Studio album by the Soup Dragons
- Released: 1988
- Studios: Picnic, West Peckham, Kent; The Chocolate Factory, London; Power Plant, Willesden, London
- Genres: Rock, pop
- Label: Sire
- Producers: Julian Standen, Pete Brown

The Soup Dragons chronology
| Hang-Ten! (1987) | This Is Our Art (1988) | Lovegod (1990) |

= This Is Our Art =

This Is Our Art is the debut studio album by the Scottish band the Soup Dragons, released in 1988.

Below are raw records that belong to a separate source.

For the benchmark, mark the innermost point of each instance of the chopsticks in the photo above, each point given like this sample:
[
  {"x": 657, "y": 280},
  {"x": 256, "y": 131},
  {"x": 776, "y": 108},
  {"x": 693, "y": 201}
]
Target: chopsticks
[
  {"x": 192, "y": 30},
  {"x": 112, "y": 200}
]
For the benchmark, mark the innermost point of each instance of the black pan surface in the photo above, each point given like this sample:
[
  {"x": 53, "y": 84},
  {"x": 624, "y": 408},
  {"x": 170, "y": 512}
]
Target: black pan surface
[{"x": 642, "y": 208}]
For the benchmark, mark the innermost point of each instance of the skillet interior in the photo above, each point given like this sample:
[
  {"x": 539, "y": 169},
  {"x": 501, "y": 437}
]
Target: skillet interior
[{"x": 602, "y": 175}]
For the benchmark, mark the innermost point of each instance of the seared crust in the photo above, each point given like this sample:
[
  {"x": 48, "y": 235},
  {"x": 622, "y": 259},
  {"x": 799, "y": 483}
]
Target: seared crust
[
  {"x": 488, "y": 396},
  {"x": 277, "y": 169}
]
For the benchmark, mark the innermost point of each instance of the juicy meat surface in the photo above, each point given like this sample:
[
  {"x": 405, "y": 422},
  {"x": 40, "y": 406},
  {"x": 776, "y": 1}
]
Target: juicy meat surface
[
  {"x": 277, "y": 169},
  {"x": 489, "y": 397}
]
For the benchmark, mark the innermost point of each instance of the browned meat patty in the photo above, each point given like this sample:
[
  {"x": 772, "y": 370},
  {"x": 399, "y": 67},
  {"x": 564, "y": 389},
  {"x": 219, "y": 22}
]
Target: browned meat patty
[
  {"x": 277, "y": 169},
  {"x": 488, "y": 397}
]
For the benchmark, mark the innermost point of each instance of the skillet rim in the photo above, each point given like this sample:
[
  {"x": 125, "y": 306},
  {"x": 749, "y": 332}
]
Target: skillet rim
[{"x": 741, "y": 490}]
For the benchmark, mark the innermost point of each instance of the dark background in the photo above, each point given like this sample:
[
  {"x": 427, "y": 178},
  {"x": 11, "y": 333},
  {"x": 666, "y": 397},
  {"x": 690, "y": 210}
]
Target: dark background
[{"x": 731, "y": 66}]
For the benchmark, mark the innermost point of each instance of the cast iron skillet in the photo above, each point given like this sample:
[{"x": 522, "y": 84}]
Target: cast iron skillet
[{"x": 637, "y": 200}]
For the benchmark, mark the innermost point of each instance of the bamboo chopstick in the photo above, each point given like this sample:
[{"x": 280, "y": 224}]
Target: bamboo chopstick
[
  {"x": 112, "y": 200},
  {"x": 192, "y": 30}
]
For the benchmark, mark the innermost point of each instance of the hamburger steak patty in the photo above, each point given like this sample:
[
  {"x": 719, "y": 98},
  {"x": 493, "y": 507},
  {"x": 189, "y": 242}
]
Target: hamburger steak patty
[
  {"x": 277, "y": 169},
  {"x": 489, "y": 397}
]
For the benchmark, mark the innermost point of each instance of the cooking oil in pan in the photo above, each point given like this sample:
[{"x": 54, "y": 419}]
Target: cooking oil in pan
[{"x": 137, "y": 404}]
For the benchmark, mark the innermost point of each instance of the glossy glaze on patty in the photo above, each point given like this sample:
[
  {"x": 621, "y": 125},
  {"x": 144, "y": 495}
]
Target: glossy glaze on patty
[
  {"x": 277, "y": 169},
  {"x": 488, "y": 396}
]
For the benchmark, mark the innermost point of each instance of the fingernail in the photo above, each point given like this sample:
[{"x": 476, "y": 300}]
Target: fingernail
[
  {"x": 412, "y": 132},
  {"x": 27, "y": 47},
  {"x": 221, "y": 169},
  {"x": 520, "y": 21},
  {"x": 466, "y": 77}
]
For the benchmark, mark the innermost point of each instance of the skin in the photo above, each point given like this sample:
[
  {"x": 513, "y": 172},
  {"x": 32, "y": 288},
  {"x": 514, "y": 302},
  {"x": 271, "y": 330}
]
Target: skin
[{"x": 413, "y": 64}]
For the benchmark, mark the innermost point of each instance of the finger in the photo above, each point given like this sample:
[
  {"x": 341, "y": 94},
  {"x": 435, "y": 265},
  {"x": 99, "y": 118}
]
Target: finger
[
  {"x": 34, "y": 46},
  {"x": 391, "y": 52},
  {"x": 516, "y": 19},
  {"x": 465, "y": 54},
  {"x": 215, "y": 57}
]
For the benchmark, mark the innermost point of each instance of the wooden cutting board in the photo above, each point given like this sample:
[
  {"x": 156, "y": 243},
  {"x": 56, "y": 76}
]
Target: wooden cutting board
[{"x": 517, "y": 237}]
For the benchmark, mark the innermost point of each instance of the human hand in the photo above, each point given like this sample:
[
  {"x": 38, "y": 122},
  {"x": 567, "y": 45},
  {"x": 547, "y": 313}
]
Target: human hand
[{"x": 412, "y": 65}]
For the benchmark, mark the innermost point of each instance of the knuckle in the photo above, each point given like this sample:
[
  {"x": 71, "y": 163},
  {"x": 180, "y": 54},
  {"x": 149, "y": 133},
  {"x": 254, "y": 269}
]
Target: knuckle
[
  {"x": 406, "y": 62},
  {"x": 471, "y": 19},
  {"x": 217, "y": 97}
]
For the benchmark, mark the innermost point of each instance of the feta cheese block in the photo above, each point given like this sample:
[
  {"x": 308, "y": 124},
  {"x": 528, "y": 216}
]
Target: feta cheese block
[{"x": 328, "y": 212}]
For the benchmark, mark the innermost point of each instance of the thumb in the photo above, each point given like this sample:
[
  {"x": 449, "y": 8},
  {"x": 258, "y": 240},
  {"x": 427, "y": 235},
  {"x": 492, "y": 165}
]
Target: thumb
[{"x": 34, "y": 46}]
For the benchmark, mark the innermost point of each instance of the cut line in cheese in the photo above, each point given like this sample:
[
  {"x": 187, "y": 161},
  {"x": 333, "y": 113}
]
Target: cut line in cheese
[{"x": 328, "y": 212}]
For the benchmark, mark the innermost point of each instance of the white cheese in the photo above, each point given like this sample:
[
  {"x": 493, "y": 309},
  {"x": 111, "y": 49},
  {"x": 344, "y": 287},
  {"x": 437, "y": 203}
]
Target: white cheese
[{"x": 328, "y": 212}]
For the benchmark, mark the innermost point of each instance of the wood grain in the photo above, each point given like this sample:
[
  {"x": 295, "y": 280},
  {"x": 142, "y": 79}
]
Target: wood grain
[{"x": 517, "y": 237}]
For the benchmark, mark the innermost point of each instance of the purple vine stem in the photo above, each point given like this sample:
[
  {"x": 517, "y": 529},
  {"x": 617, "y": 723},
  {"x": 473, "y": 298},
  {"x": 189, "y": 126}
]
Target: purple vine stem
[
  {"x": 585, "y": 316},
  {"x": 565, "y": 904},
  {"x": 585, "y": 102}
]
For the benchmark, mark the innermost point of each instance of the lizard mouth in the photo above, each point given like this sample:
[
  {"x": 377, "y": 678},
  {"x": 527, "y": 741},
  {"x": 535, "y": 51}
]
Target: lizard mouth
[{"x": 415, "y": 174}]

The album peaked at No. 60 on the UK Albums Chart.

==Critical reception==

Trouser Press wrote that the album demonstrates "an amazing range, yet there’s something insincere about these songs, which seemingly don’t know when to end." The Washington Post stated that it displays "a deft, if overreaching, eclecticism."

The Toronto Star deemed This Is Our Art "spikey guitar pop." The Omaha World-Herald called it "catchier and more melodic" than the band's debut.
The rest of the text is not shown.